Hudson, who has served as an advisor to Republican leaders on Catholic issues, wrote at InsideCatholic.com that a “relentless barrage” of reporting in the mainstream media is intended to force changes demanded by dissenting Catholic groups.

Revelations of clerical sexual abuse in Europe have provided “Catholic bashers” the opportunity to attack Church teachings about abortion and same-sex “marriage,” he added. A call to arrest Pope Benedict XVI in the United Kingdom should have been regarded as “a crank call” but has led to speculation about whether the papal trip to Britain should be canceled.

While Iraqi Christians are being expelled from their homelands, this only receives “occasional mention” in the New York Times, whose reporters “dig through Vatican documents” hoping to link the Pope with clerical sexual abuse, Hudson objected.

“The use of courts and commissions to harass and threaten Catholics and other Christians has already been auditioned in Canada.
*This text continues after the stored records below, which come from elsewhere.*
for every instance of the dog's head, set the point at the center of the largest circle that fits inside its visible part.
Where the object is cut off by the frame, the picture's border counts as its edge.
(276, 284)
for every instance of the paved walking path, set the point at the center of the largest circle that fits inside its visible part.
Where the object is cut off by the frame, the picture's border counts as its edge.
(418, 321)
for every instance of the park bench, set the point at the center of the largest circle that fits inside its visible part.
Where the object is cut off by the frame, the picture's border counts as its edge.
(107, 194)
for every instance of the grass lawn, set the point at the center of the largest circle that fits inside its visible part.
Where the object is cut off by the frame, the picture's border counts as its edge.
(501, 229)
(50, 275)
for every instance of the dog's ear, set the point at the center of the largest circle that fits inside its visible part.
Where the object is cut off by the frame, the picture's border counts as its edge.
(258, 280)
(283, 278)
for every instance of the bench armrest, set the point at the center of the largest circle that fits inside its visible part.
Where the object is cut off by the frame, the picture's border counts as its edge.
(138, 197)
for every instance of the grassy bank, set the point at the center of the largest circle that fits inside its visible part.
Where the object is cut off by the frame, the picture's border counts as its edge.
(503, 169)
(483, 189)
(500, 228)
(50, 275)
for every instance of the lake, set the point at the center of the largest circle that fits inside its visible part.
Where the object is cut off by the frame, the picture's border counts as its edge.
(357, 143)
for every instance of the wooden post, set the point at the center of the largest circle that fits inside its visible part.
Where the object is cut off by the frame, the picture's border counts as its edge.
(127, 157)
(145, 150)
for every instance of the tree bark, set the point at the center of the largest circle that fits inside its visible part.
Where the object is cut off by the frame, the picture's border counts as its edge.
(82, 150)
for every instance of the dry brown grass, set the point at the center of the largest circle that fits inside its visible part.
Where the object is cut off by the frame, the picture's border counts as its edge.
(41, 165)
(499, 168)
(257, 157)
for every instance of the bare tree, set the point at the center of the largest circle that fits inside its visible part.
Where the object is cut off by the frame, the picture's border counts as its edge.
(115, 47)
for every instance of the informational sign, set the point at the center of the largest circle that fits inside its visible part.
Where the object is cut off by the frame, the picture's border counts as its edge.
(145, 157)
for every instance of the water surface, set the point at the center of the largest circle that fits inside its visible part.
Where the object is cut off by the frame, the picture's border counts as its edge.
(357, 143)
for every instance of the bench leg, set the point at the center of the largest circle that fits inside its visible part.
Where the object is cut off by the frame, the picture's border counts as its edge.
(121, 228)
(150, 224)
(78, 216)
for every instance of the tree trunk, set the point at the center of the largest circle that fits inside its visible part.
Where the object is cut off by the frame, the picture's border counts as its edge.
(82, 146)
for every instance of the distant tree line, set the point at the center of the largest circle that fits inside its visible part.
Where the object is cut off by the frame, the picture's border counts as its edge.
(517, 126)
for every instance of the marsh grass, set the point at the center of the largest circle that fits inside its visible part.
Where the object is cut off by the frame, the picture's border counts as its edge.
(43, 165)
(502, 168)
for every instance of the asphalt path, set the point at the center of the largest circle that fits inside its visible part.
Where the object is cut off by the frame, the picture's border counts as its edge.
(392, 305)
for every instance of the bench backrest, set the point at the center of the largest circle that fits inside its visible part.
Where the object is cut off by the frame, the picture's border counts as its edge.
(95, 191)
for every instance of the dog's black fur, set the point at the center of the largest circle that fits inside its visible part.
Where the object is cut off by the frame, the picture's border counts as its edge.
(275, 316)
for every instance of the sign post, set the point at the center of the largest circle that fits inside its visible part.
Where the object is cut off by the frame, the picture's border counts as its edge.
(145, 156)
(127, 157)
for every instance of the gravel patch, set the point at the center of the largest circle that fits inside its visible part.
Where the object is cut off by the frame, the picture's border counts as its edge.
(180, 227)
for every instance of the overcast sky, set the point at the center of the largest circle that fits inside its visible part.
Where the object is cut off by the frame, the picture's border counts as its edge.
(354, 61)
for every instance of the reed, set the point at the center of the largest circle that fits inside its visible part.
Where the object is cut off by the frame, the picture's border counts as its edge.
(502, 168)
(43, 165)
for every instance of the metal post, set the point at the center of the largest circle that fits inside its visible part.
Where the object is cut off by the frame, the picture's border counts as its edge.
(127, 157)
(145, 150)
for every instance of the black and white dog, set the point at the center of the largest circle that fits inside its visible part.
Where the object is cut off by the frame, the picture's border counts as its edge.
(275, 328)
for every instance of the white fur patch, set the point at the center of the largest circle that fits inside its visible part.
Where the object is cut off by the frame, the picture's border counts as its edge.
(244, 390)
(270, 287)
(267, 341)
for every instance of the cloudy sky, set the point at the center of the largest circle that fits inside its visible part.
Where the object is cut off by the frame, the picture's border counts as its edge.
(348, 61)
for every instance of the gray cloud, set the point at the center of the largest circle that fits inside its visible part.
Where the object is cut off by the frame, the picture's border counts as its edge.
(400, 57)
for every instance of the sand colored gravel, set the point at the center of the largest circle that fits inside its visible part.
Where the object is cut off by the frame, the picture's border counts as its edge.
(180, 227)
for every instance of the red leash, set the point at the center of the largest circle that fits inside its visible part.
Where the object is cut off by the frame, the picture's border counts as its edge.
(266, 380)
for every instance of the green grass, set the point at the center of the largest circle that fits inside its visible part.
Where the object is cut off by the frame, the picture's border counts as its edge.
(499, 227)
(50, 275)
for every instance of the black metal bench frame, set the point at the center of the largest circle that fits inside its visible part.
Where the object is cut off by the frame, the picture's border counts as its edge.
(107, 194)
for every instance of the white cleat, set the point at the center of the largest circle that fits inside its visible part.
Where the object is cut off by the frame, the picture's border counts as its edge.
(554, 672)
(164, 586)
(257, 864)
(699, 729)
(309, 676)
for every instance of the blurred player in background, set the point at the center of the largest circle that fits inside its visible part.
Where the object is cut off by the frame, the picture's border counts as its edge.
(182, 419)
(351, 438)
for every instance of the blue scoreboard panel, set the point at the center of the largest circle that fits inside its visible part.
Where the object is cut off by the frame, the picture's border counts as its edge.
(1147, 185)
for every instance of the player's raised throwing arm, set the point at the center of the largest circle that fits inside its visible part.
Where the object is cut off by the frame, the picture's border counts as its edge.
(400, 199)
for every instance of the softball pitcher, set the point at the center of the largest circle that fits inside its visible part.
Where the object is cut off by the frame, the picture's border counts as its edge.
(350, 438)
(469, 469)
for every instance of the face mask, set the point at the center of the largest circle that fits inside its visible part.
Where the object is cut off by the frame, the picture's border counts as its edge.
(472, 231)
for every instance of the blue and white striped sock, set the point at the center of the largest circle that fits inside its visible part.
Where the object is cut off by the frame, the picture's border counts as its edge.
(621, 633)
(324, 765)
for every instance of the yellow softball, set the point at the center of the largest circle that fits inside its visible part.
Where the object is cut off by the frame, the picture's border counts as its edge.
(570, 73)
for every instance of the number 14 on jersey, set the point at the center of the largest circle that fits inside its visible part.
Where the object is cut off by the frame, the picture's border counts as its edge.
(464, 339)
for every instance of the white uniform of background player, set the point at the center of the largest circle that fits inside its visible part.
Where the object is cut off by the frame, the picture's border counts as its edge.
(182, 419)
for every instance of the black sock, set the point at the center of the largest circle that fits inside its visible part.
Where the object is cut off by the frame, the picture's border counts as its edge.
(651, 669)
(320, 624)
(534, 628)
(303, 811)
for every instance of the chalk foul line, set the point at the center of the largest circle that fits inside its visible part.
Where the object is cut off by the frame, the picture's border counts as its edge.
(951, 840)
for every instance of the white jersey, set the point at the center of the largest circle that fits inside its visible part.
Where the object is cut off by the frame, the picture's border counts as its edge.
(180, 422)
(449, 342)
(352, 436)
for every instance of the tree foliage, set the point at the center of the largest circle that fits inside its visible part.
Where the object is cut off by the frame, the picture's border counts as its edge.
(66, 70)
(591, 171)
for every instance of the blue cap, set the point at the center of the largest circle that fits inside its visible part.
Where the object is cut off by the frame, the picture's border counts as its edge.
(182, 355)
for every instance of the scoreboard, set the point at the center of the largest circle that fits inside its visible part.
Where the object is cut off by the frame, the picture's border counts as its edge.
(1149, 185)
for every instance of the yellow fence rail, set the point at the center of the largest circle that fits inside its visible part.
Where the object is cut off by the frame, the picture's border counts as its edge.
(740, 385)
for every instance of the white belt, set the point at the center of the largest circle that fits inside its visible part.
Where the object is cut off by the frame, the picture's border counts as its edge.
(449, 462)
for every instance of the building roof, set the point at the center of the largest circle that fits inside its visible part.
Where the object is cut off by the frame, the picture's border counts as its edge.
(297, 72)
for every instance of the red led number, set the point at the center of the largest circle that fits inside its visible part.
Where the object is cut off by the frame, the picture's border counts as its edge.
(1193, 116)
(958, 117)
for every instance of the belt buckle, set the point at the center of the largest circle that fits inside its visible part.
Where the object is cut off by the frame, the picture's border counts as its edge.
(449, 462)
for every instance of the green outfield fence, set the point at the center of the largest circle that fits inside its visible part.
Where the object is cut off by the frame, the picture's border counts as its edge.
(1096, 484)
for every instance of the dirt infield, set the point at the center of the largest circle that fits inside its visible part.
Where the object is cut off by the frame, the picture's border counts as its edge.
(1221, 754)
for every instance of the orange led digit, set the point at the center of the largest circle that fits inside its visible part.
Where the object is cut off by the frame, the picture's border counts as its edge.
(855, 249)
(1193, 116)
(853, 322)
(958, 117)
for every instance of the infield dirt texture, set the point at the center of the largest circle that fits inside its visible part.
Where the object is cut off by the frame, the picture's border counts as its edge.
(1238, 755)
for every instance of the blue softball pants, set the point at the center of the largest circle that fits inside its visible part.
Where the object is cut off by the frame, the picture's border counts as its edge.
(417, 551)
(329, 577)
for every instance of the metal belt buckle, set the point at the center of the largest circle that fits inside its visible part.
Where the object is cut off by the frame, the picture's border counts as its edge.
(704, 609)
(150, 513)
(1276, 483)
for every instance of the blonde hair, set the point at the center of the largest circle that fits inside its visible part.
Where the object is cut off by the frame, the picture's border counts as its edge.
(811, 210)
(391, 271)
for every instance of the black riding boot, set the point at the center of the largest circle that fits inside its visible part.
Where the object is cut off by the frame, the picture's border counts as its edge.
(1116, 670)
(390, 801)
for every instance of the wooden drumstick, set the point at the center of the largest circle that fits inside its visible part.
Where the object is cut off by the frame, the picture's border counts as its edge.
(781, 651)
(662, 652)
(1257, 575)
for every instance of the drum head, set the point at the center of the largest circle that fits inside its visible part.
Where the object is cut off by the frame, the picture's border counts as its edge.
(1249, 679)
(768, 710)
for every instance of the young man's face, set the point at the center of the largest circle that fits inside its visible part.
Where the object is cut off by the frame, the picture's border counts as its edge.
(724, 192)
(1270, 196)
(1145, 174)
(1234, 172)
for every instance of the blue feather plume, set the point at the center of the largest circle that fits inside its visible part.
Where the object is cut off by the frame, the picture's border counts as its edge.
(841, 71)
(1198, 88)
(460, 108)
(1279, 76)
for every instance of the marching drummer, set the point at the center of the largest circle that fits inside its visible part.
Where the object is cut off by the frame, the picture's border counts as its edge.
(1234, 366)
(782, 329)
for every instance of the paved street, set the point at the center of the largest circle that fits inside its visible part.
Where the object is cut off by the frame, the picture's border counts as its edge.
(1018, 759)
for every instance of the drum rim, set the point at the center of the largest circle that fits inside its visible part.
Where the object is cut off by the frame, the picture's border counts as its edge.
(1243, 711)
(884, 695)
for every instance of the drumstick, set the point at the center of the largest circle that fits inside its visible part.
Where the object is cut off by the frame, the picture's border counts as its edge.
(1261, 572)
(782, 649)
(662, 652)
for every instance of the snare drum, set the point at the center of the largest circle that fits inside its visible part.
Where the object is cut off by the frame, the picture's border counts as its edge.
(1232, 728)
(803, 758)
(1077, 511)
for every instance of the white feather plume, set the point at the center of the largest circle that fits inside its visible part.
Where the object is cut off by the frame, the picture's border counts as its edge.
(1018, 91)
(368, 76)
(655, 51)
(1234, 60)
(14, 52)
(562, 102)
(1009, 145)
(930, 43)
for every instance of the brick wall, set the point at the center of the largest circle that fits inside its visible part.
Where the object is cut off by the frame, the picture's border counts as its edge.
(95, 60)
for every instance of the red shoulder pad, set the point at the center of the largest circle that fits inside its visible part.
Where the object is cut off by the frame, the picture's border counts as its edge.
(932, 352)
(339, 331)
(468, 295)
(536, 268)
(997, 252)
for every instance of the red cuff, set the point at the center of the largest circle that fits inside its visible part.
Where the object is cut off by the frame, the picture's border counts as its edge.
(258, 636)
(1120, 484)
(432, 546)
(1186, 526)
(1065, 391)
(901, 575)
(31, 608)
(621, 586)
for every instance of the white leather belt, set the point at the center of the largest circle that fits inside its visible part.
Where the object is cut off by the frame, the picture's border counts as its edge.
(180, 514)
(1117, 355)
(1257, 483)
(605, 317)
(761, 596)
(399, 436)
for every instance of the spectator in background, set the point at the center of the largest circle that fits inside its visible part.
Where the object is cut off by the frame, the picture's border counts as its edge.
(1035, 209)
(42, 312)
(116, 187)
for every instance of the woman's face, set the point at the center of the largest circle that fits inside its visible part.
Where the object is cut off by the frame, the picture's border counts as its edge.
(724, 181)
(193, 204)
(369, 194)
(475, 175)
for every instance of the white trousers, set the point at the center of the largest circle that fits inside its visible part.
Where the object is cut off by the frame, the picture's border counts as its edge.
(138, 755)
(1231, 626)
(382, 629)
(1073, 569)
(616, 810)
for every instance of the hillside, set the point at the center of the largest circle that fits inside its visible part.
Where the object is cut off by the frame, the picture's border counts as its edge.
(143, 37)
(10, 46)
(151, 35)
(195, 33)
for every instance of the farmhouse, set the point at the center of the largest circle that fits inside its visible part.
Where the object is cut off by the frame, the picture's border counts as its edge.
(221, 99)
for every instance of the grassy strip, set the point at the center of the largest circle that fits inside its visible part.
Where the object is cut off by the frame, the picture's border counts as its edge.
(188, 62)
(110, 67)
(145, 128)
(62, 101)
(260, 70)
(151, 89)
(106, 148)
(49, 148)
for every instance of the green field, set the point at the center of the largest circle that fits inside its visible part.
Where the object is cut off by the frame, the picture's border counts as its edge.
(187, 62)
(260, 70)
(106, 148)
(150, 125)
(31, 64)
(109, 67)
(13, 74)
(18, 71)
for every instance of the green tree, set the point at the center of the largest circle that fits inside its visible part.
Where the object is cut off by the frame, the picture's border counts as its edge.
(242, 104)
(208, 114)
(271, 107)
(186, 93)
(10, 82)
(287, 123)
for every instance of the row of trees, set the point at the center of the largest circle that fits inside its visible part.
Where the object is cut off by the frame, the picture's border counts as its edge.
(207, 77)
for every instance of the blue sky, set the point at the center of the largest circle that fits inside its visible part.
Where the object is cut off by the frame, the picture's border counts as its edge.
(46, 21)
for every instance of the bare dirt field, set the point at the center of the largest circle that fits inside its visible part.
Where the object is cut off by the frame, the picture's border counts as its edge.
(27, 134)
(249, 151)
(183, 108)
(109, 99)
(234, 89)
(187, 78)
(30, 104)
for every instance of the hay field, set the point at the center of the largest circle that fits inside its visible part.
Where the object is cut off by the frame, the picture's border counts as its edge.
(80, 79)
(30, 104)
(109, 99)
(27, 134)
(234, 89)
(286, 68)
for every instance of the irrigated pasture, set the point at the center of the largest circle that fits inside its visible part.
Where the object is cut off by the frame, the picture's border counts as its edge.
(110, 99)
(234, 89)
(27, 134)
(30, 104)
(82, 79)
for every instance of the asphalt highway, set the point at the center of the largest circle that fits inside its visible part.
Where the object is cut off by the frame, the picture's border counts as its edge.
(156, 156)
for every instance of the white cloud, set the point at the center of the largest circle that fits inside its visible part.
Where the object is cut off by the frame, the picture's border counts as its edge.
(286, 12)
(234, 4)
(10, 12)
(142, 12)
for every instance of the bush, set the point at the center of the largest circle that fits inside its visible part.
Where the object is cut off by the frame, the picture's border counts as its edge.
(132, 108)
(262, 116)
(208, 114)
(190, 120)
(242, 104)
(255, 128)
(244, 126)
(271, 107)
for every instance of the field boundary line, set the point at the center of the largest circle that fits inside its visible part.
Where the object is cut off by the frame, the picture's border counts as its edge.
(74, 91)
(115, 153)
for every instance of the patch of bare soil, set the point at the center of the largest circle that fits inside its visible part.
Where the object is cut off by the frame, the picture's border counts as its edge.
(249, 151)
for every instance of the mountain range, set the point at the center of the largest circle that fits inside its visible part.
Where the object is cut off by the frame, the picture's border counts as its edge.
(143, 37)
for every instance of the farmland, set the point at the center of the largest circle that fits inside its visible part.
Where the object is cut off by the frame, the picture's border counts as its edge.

And the expansion of hate-speech laws signed by President Barack Obama last October sets the stage for similar tussles here when a minister, priest, or voluble layperson too heatedly denounces homosexual sex.”

While the Church is not the only institution insisting on universal moral standards, it is the largest and therefore stands in the way of “postmodern ideologies achieving complete dominance in the West.”

Those who hold the “postmodern” belief that all truth is power “don't hesitate to use the power of the media, government, and the courts to attack any institution thwarting their influence.”

According to Hudson, political donors have combined resources with labor unions, which once had a “vital” relationship with the Church, to support “faux Catholic groups that provide cover for politicians who don’t vote Catholic.” He suggested that it is these groups’ fault that the majority of candidates who oppose abortion and same-sex marriage are Republican.

“The coming anti-Catholic storm will be linked, sadly, to the reelection campaign of President Barack Obama,” he predicted. Though the president is out of favor at the moment, his supporters will “quickly recover” enthusiasm in the face of a Republican opponent.

“There will be a furious and well-funded effort by Catholic Obama supporters to keep Obama in office. By 2010, the storm will be felt throughout the Church, and those who blithely claim that the Church and politics are not connected will be as helpless as a fallen leaf caught in a tornado,” Hudson’s commentary concluded.